Nell’ambito delle finalità sociali dell’Associazione, per il Natale 2020 A.D.A. Verona ha donato dei contenitori isotermici alla Ronda della Carità onde permettere la consegna di piatti caldi agli assistiti.

La Ronda della Carità a Verona è un’Organismo di Volontariato ODV costituito il 10 gennaio 1996, con lo scopo statutario di assistere le persone senzatetto di Verona che vivono in uno stato di estrema povertà urbana.
Sono il riferimento per qualsiasi urgenza e bisogno, da quello sanitario a quello legale, all’attivazione di percorsi verso il riscatto e alla ricerca di sistemazioni/bisogni che cerchiamo di soddisfare attraverso una rete di realtà presenti nel territorio composte da associazioni ed enti quali, ad esempio, l’Associazione Avvocato di strada per l’aspetto documentale, il Centro Salute Immigrati (Cesaim) per gli aspetti sanitari, il Cesaim con la coop. Casa del Migrante per la soluzione abitativa, varie realtà laiche e religiose per accoglienze in comunità, il Banco Alimentare per la fornitura di generi alimentari, Caritas ecc.
Ogni notte dell’anno sono per le strade per portare alle persone senzatetto cibo e bevande calde, indumenti, biancheria e coperte: un’attività che richiede mezzi, professionalità, attenzione e premura verso le persone più vulnerabili, gli ultimi, gli invisibili.
I servizi sono svolti esclusivamente da volontari, oggi 250, che prima di essere attivi devono effettuare un percorso formativo. Grazie a una convenzione con l’UEPE, ufficio esecuzione pene esterne, diamo la possibilità a persone che devono svolgere lavori di pubblica utilità di svolgere il proprio compito in attività diurne e serali.
I fondi arrivano principalmente da donazioni private oltre da finanziamenti di enti e fondazioni su specifici progetti puntualmente rendicontati e ogni attività e raccontata nel bilancio sociale che viene redatto annualmente.

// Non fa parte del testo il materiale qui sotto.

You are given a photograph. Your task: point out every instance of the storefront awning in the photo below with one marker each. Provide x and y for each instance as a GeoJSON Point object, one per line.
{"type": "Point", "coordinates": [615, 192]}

L’emergenza COVID19 ci ha costretti a cambiare radicalmente la nostra maniera di operare aumentando esponenzialmente i costi per tre fattori sostanzialmente: l’aumento del numero delle persone incontrate è aumentato da 75 ai primi di marzo a quasi 300 nel mese di ottobre, per l’aver dovuto modificare sostanzialmente il nostro servizio, l’utilizzo di dispositivi di protezione individuali e prodotti sanitificanti.
Al di là di aver applicato un rigoroso protocollo di sicurezza che prevede il coinvolgimento del minor numero di volontari possibile per ridurre l’esposizione al rischio di contagio degli assistiti, il problema più grande che stiamo affrontando è collegato al dover preparare i pasti che, in altri tempi, arrivava da mense e ristoranti che da marzo sono chiusi; questo ha significato metterci nella condizione di acquistare generi alimentari, attrezzarci con una cucina e per la preparazione dei pasti e, per ridurre i tempi del servizio per contenere l’esposizione al rischio, impiattarli in vaschette di plastica con coperchio.
Abbiamo sostituito i piatti in plastica con vaschette in polpa di cellulosa termosigillate con pellicola che, oltre ad essere più sostenibili, ci permettono con una termosigillatrice di contenere i costi nel lungo periodo, oltre a ridurre gli sprechi potendo utilizzare eventuali pasti non serviti il giorno successivo dopo averli riscaldati considerando che il numero degli assistiti varia di notte in notte.
Ogni notte vengono serviti pasti equilibrati a base di cereali e proteine composti da un primo e un secondo piatto. Per la preparazione della del primo piatto mediamente si cucinano mediamente 15 chili di pasta.


L’ultimo acquisto sono stati dei contenitori isotermici, alcuni dei quali donati da A.D.A. che ci permettono di mantenere la temperatura dei pasti arrivando con piatti caldi fino alla fine del servizio.